Talk, 2023 ACS Fall, San Francisco, California

Introduces Joint Multi-Domain Pre-training (JMP), a robust supervised pre-training approach which simultaneously trains on data from multiple chemical domains. JMP demonstrates state-of-the-art results on key small molecule, large molecule, and materials datasets and offers insights into the influence of pre-training strategies on fine-tuning.

SmaQ: Smart Quantization for DNN Training by Exploiting Value Clustering

April 30, 2021

Talk, CS 7290: Advanced Microarchitecture (Georgia Tech), Atlanta, Georgia

Introduces the Smart Quantization (SmaQ) technique for DNN training. SmaQ is a novel quantization which exploits the observed (normally distributed) value clustering in DNNs to quantize neural network weight, gradient, feature map, gradient map, and optimizer state values.
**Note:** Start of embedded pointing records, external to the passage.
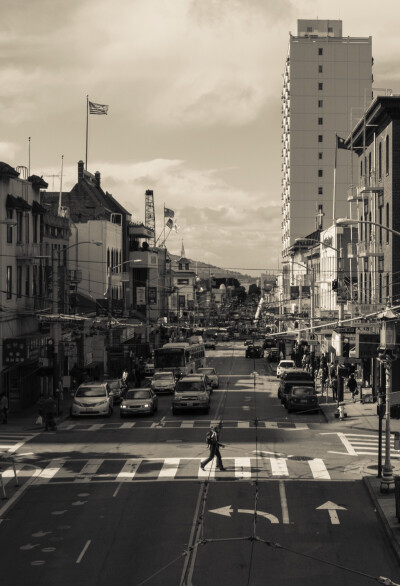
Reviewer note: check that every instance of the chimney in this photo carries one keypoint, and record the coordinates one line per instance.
(80, 170)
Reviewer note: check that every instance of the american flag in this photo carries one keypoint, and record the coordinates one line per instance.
(97, 108)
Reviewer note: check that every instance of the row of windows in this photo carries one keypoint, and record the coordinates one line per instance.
(26, 284)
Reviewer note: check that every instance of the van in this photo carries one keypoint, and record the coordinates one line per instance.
(297, 377)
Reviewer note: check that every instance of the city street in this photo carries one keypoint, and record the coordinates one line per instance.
(112, 500)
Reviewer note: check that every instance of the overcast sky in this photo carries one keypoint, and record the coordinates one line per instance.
(193, 88)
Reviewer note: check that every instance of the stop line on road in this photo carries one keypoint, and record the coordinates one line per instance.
(182, 424)
(63, 470)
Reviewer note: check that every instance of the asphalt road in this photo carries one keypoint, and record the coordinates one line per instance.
(125, 502)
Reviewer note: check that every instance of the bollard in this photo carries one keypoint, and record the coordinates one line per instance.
(15, 474)
(3, 490)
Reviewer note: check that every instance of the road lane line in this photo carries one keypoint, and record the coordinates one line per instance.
(279, 467)
(129, 469)
(318, 469)
(170, 468)
(284, 506)
(243, 467)
(78, 561)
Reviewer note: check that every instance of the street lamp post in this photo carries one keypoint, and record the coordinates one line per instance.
(388, 353)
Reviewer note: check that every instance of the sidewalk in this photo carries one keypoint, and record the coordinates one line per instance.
(363, 417)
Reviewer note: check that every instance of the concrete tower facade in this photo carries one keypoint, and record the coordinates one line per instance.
(327, 84)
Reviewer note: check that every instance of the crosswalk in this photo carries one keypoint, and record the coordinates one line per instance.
(179, 424)
(64, 470)
(11, 441)
(358, 444)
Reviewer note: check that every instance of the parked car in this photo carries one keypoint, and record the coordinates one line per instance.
(254, 352)
(117, 389)
(149, 367)
(92, 398)
(191, 392)
(302, 399)
(138, 401)
(284, 366)
(211, 375)
(163, 382)
(296, 377)
(273, 354)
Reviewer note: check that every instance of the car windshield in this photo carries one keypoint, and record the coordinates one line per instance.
(91, 392)
(305, 392)
(138, 395)
(185, 386)
(115, 384)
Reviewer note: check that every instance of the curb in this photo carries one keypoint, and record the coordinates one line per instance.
(388, 530)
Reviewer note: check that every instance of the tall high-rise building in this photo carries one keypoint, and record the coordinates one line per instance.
(327, 84)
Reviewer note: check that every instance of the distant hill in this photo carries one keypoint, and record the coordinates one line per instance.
(204, 270)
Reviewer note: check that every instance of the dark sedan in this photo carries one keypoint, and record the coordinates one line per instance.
(254, 352)
(302, 399)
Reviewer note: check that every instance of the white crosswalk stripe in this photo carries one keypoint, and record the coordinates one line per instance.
(11, 441)
(159, 469)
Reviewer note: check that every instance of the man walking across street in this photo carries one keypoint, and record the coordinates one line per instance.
(214, 445)
(352, 386)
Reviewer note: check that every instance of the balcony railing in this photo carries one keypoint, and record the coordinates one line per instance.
(369, 249)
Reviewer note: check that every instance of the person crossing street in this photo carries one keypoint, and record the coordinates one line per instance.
(214, 445)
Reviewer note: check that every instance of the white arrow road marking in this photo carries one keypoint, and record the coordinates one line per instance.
(332, 508)
(225, 511)
(268, 516)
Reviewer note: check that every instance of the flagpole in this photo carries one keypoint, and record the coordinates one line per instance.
(334, 183)
(29, 156)
(87, 127)
(60, 196)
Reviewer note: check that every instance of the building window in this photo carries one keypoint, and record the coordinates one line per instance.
(380, 160)
(19, 281)
(387, 155)
(35, 222)
(9, 282)
(9, 228)
(27, 282)
(387, 223)
(19, 226)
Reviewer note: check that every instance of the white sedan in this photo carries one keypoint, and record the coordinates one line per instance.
(212, 376)
(284, 366)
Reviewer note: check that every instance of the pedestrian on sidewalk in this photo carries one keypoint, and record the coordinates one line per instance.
(352, 386)
(214, 445)
(4, 408)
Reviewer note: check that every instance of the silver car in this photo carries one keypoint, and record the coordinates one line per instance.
(211, 375)
(92, 399)
(138, 401)
(163, 382)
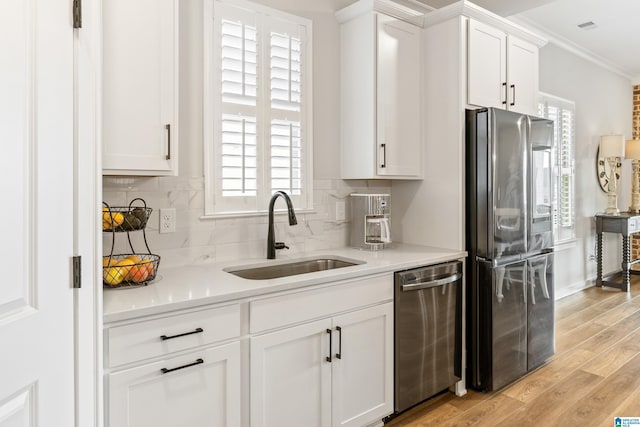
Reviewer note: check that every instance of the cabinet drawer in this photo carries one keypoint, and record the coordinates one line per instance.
(275, 312)
(138, 341)
(200, 388)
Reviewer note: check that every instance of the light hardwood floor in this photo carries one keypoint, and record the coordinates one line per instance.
(593, 377)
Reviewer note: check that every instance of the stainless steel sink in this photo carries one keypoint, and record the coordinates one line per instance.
(291, 268)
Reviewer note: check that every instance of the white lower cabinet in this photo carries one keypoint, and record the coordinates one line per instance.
(198, 389)
(362, 378)
(337, 371)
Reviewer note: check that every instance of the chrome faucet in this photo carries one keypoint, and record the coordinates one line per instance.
(272, 245)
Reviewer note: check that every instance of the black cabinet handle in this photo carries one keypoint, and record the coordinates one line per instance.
(197, 362)
(168, 128)
(196, 331)
(506, 94)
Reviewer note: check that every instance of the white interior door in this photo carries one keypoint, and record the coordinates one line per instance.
(36, 219)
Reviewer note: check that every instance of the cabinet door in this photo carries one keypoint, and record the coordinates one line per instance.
(363, 366)
(291, 378)
(399, 141)
(522, 73)
(486, 79)
(207, 393)
(140, 87)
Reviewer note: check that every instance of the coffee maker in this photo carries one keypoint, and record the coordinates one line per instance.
(370, 221)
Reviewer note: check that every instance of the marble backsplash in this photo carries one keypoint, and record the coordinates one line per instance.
(197, 240)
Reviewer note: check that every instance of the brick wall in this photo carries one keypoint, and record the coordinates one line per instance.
(635, 240)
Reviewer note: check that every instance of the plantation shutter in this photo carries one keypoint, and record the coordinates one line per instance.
(236, 118)
(562, 112)
(285, 72)
(259, 107)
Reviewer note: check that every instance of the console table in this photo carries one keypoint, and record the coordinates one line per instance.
(625, 224)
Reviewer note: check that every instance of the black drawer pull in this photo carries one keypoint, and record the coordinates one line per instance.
(168, 128)
(196, 331)
(197, 362)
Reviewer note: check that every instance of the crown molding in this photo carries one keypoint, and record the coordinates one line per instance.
(411, 11)
(574, 48)
(471, 10)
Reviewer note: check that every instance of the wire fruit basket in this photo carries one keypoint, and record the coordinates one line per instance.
(128, 269)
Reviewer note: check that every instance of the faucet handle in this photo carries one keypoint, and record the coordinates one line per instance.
(280, 245)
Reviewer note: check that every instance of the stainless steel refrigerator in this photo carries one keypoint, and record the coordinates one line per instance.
(509, 241)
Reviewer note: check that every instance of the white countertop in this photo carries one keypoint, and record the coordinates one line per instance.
(195, 285)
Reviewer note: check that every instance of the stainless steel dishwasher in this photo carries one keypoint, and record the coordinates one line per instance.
(428, 332)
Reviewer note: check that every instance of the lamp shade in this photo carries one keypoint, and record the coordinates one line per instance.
(632, 149)
(612, 146)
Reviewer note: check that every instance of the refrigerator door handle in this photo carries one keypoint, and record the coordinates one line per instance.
(431, 283)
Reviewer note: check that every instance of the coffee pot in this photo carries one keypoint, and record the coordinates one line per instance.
(370, 221)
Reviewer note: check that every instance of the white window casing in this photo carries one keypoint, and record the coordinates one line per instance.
(257, 107)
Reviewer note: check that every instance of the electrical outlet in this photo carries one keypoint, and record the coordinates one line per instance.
(168, 220)
(340, 210)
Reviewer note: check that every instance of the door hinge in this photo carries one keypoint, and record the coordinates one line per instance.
(77, 272)
(77, 13)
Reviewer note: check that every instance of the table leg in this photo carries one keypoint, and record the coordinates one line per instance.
(626, 260)
(599, 259)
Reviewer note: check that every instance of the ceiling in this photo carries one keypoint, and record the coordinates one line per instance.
(613, 42)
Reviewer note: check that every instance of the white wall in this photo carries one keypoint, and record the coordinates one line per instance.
(603, 105)
(197, 240)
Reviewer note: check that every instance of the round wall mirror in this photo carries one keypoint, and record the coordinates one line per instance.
(602, 168)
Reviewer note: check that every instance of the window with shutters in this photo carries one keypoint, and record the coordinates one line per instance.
(257, 108)
(562, 112)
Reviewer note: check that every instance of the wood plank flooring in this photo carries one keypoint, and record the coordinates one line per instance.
(593, 377)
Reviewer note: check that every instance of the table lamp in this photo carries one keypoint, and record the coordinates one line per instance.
(632, 151)
(612, 149)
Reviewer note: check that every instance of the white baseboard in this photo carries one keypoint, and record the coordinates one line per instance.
(565, 291)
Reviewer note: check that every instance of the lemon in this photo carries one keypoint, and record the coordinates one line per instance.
(113, 276)
(125, 267)
(111, 219)
(134, 258)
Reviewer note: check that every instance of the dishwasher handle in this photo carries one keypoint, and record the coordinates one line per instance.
(431, 284)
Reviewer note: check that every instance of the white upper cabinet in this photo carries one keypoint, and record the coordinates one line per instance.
(522, 72)
(140, 87)
(381, 84)
(502, 70)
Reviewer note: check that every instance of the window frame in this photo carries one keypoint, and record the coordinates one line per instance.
(216, 205)
(562, 233)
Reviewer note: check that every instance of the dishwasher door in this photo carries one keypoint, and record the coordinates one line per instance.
(428, 328)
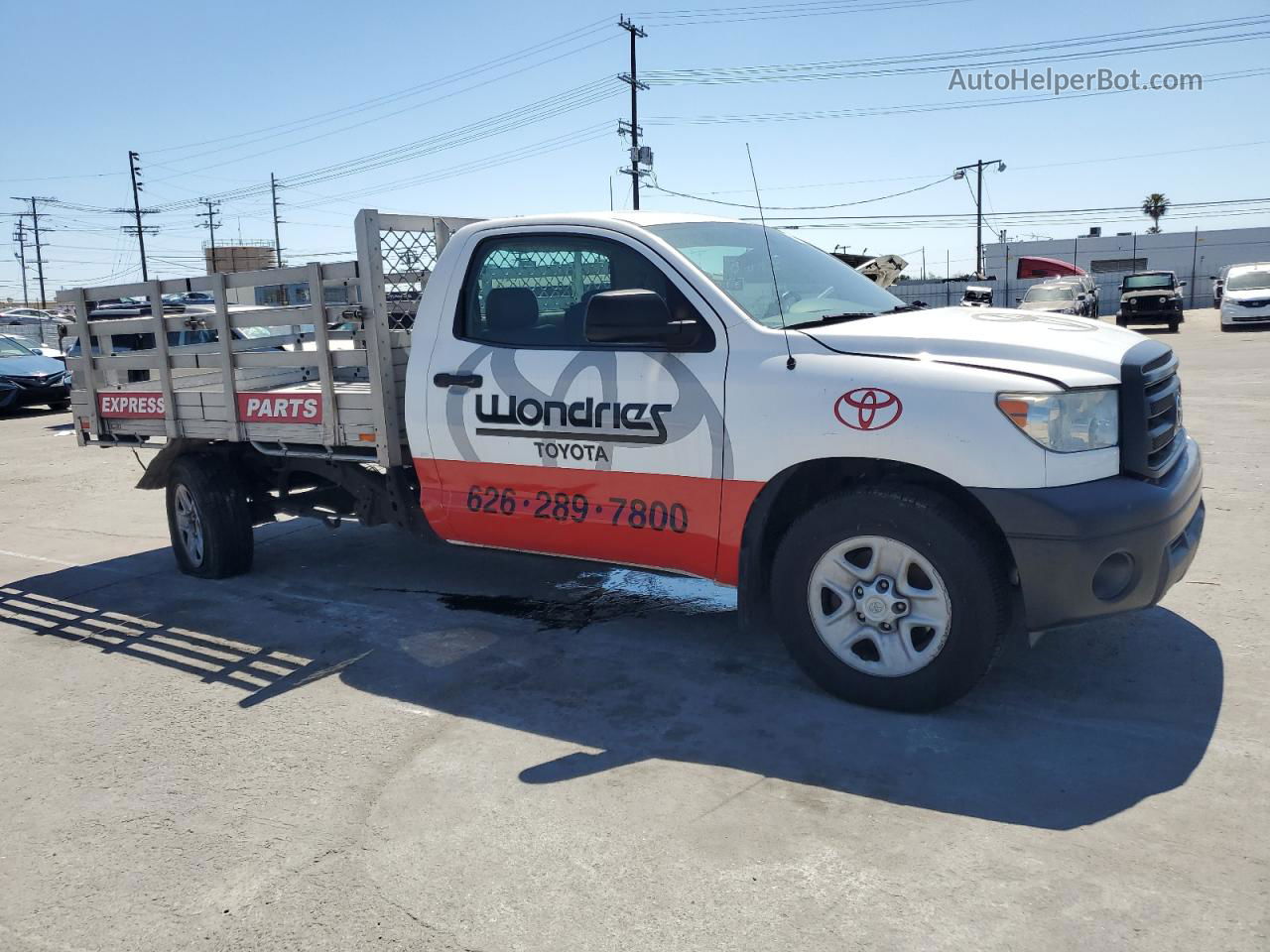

SmaQ is able to reduce memory usage during training by up to 6.7x with no loss in accuracy.

Legal Text Summarization Using Transformer Models

November 23, 2020

Talk, CS 8803-DLT: Deep Learning for Text (Georgia Tech), Atlanta, Georgia

Develops a transformer-based encoder-decoder architecture for abstractive legal text summarization. Combines PEGASUS’ (from Zhang et al. 2020) pre-training objective with Longformer’s (from Beltagy et al. 2020) dilated attention mechanism to create a model that can handle extremely long input sequences to generate summaries of legal documents. Achieves state-of-the-art summarization performance on the BIGPATENT dataset.

Paper Review: Attention is All You Need

September 16, 2020

Talk, CS 8803-DLT: Deep Learning for Text (Georgia Tech), Atlanta, Georgia

Paper review of the Attention is All You Need paper by Vaswani et al, which introduces the Transformer, a sequence-to-sequence model by Vaswani et al. (2017) which uses the attention mechanism to learn dependencies between input and output tokens. Goes in-depth into the self-attention and multi-head attention mechanisms and discusses the advantages of the Transformer over recurrent neural networks.